Bu sırada işgal devletleri, Anadolu halkını Ankara yönetimine karşı kışkırtmak için İslam üzerinden propaganda yapar. Savaşta işlerini şansa bırakmak istemeyen işgal devletleri, Mustafa Kemal'i öldürme kararı alır ve bunun için Hintli Mustafa Sagir görevlendirilir.

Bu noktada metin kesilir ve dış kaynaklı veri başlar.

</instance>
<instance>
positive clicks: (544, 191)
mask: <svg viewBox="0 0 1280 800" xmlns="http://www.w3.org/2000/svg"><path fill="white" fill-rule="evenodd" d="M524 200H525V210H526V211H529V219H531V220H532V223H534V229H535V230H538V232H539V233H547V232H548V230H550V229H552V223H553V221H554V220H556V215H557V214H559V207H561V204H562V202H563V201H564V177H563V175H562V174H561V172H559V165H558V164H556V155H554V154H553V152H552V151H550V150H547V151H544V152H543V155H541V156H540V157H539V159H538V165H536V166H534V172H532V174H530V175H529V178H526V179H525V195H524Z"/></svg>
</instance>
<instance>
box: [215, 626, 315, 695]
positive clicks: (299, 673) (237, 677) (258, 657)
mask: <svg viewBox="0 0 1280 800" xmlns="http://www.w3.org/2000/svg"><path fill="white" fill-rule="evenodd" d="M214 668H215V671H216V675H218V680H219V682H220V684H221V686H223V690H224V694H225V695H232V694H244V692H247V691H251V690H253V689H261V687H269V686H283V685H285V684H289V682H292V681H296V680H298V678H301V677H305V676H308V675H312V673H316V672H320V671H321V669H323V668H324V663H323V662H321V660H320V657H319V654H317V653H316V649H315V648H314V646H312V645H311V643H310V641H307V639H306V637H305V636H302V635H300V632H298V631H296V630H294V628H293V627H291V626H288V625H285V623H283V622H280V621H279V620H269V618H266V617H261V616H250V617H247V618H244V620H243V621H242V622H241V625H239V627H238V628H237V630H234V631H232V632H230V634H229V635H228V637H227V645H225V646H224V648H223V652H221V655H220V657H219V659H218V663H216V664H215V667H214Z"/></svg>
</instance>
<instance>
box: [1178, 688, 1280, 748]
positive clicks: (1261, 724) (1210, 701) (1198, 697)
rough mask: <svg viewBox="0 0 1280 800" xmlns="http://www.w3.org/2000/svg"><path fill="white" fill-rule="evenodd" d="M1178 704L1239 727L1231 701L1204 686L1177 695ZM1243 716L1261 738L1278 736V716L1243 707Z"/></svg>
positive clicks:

Mustafa Kemal, işgal devletlerinin propagandasını engellemek ve halkın kurtuluş mücadelesine katılımını artırmak için etkin ve muteber bir isim olan Mehmet Akif'i Ankara'ya çağırır. 13 yaşındaki oğluyla birlikte yola çıkan Mehmet Akif, Ankara'ya doğru ilerlerken başına birçok olay gelir; suikastlerden, isyancıların namlularının ucundan kurtulur. Yaşadıklarından, şahit olduklarında derinden etkilenen Mehmet Akif bu süreçte İstiklal Marşı'nı yazar.'
Yavuz Bingöl'ü Akif rolünde yadırgayacağımı düşündüm ilkin; zira bu oyuncumuzun 'dudak tembelliği'nden kaynaklı diksiyon problemi var ve Akif'i hep harikulade İstanbul Türkçesiyle konuşan biri olarak hayal etmişimdir...

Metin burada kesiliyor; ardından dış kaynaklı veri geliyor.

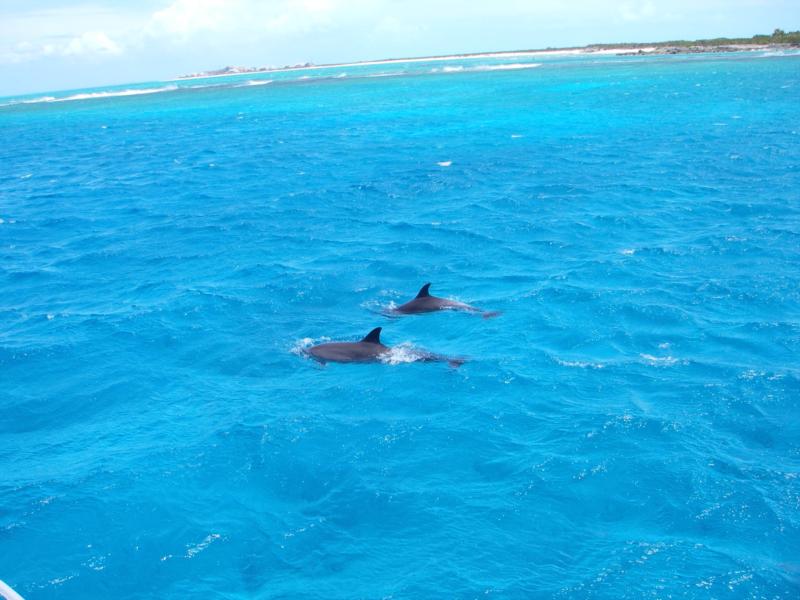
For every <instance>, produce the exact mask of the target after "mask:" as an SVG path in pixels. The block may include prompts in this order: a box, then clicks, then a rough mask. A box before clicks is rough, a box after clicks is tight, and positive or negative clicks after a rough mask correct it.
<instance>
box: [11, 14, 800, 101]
mask: <svg viewBox="0 0 800 600" xmlns="http://www.w3.org/2000/svg"><path fill="white" fill-rule="evenodd" d="M778 27H779V28H782V29H784V30H786V31H789V30H792V31H793V30H798V29H800V0H618V1H613V0H608V1H600V0H474V1H473V0H461V1H456V0H114V1H105V2H100V1H95V0H60V1H59V0H0V96H7V95H12V94H24V93H33V92H45V91H54V90H64V89H78V88H84V87H90V86H101V85H110V84H121V83H129V82H141V81H158V80H164V79H171V78H174V77H176V76H178V75H182V74H185V73H193V72H197V71H205V70H209V69H215V68H220V67H223V66H226V65H243V66H282V65H285V64H296V63H304V62H314V63H316V64H322V63H331V62H349V61H355V60H370V59H379V58H392V57H410V56H429V55H438V54H458V53H462V52H482V51H489V50H518V49H534V48H545V47H563V46H583V45H586V44H592V43H613V42H648V41H659V40H669V39H697V38H707V37H718V36H728V37H740V36H741V37H749V36H751V35H753V34H756V33H771V32H772V31H773V30H774V29H775V28H778Z"/></svg>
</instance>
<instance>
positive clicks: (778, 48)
mask: <svg viewBox="0 0 800 600" xmlns="http://www.w3.org/2000/svg"><path fill="white" fill-rule="evenodd" d="M797 48H798V46H796V45H793V44H720V45H718V46H708V45H694V46H675V45H671V44H664V45H660V44H642V45H620V46H612V47H608V46H605V45H603V46H600V45H595V46H584V47H580V48H553V49H549V48H548V49H543V50H509V51H498V52H478V53H468V54H450V55H441V56H420V57H413V58H384V59H378V60H363V61H352V62H345V63H326V64H321V65H310V64H309V65H296V66H291V67H277V68H262V67H259V68H252V69H243V70H241V71H234V72H228V73H218V72H215V71H207V72H204V73H192V74H190V75H179V76H178V77H175V78H174V79H170V80H168V81H187V80H192V79H212V78H218V77H235V76H237V75H256V74H261V73H284V72H291V71H310V70H316V69H339V68H346V67H367V66H374V65H391V64H398V63H419V62H444V61H452V60H475V59H481V58H519V57H535V56H570V55H573V56H578V55H598V56H649V55H662V54H706V53H715V52H748V51H758V50H788V49H797ZM227 68H234V67H227Z"/></svg>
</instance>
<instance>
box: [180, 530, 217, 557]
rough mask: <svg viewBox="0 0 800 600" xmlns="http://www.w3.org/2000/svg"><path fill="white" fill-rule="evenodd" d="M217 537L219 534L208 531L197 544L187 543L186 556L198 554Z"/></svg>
mask: <svg viewBox="0 0 800 600" xmlns="http://www.w3.org/2000/svg"><path fill="white" fill-rule="evenodd" d="M219 538H220V535H219V534H218V533H210V534H208V535H207V536H206V537H205V538H203V541H202V542H200V543H199V544H195V545H194V546H190V545H188V544H187V546H186V548H187V550H186V558H192V557H193V556H194V555H196V554H199V553H200V552H202V551H203V550H205V549H206V548H208V547H209V546H210V545H211V544H212V543H214V542H215V541H216V540H218V539H219Z"/></svg>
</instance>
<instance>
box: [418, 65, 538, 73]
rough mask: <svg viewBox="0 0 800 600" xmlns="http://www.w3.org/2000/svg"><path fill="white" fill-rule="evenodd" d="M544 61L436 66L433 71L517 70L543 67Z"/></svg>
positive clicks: (493, 70)
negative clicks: (515, 62)
mask: <svg viewBox="0 0 800 600" xmlns="http://www.w3.org/2000/svg"><path fill="white" fill-rule="evenodd" d="M541 66H542V63H509V64H503V65H477V66H475V67H465V66H463V65H459V66H454V67H441V68H439V67H434V68H433V69H431V70H430V72H431V73H470V72H477V71H516V70H518V69H535V68H537V67H541Z"/></svg>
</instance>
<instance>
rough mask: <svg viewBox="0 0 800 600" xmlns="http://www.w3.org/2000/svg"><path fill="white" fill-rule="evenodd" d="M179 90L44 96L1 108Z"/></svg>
mask: <svg viewBox="0 0 800 600" xmlns="http://www.w3.org/2000/svg"><path fill="white" fill-rule="evenodd" d="M177 89H178V86H176V85H167V86H164V87H160V88H133V89H128V90H118V91H107V92H84V93H80V94H72V95H71V96H64V97H63V98H58V97H56V96H42V97H40V98H32V99H30V100H16V101H12V102H8V103H6V104H2V105H0V106H11V105H13V104H41V103H50V102H70V101H73V100H92V99H96V98H117V97H122V96H141V95H144V94H158V93H161V92H172V91H175V90H177Z"/></svg>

Ancak, Bingöl'ün rolünün üstesinden geldiğini düşünüyorum.
Eserde Fikret Kuşkan Mustafa Kemal'i, Murat Han Trabzon vekili Ali Şükrü Bey'i canlandırıyor.
Akif'in hayatında çok önemli yeri olan ancak filmde varla yok arası, gölge gibi kalan Eşref Edip'i Hazım Körmükçü oynuyor.
Tastamam bir Akif portresi olmaktan ziyade, Akif'in bir döneminden kesitler sunan filmde, zirveye ulaşan, insanı yüksek sinemasal duyguyla coşturan bir tepe noktası da görmedim.
Üstelik bazı zayıf noktalar var.
Örnekse, İngiliz ajanı Mustafa Sagir'in ihanetinin anlaşılıp yakayı ele verdiği sahne... Adamın paketlenişi biraz lise müsameresi kıvamında...İşgalci İngiliz komutanın oyunculuğu da sakil kalmış...
Bunlar bir yana, fevkaladenin de fevkinde beni rahatsız eden şey, Akif'in adeta müzik içinde yüzen bir filme dönüşmüş olması.
Müzisyen Kıraç'ın bunu yaptığına inanamıyorum; Allahım, müziksiz tek kare dahi bırakılmaz mı!
Ve tabi müzmin hastalığımız; denizi geçip derede boğulmak... Filmin kamera önü ve arkası, tüm kadrosuyla ilgili (credit mi diyorlardı) bilgi arıyorum ve bunun için neden İMDB gibi yabancı bir siteye bakmak zorunda kalıyorum, anlayan beri gelsin!
Neden filmin 'resmi' sitesi yok!
Halkla ilişkiler bu günler için lazım!